In order to achieve what we thought was the purely secular goal of vocational training, we discover that we cannot ignore virtue. But which set of virtues are we going to inculcate? On what basis?

He goes on:

Secular education is an oxymoron. It is a contradiction in terms. It cannot really be religiously neutral without implying that it does not matter which religion one embraces, or whether one embraces any. And if religion has no consequences, then it is trivial and unimportant. The harder education tries to be secular, then, the more it becomes secularist. Atheism and naturalism are subtly privileged, in effect, as the only truths that matter. And this privileging is unavoidable . . . 

2. You cannot educate a human being unless you know what a human being is and what he is for.

Williams believes “it is impossible to educate a human being apart from some idea of what a human being is, and there is no such concept that is not determined by whether or not we conceive of a human being as created by and related to God.” He explains:

Who are we? Why are we here? What are we for? Any educational system that does not start by asking such questions and that does not insist on having satisfying answers to them is doomed to futility and failure. Any educational system that has the wrong answers will at best fail to bring out the fullness of human potential and will at worst create twisted ideologues who will undermine that potential for others.

3. Human beings were created in the image of God to enjoy him through fellowship with him and to glorify him by serving him as his deputies and regents in the rule and care of the earth.

Williams has a robust view of creation, fall, and redemption, and he recognizes that even “Christian schools” can fail by offering a “truncated vision of human nature and human purpose.” At its best, though, Christian education should be different:

We want the education we provide as Christians to move us in the direction of wholeness, a wholeness informed by a biblical view of what humanity is.

4. Christian education develops the whole person to glorify God in every area of a whole life.

Williams’s final point makes the case for holistic education, which points us upward to God while also relating everything in life to God.

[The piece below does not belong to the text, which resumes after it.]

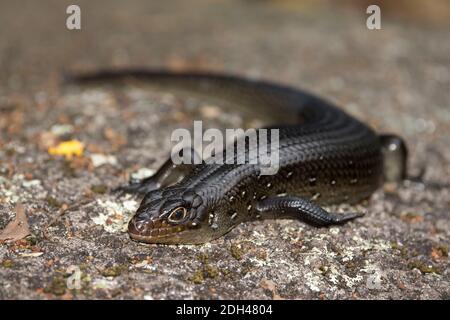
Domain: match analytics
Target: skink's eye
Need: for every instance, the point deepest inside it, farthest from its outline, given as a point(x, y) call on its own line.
point(177, 214)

Education starts with anthropology, the doctrine of man. So Christian education starts with the imago Dei, the image of God. It starts, in other words, with Adam and Eve reigning over the Garden of nature, representing the Creator in his creation. What possible knowledge about that creation, its nature and its purpose, could be irrelevant or uninteresting to them?

Williams makes the case here for an education that is both Christian and classical in requiring critical thinking:

In a complex world that requires analysis, and a fallen world that requires discernment of truth from error, they had better be solidly grounded in the tools and methods of critical thinking. In a fallen world that requires discernment of good and evil, they had better be well versed in God’s revelation; they should be students and followers of Scripture, understood by the careful use of those tools of critical thinking, which are applied through sound hermeneutics in the light of the wisdom of the Christian tradition.

Recovery of Relevance

Williams’s conclusion lays out something we ought to all agree with, no matter where our children get “formal” education. As parents and church members, we are ultimately responsible for educating our kids. Let’s not shrink back from this task.

The church is the body of Christ, the Lord of Glory, and is made up of redeemed human beings created in the image of God to serve him in the whole scope of his vast and wonderful world. Therefore, there will be no recovery of relevance in the church until it is committed to an education that reflects these truths—that seeks to develop whole persons who will glorify God in every arena of a whole life. We have work to do.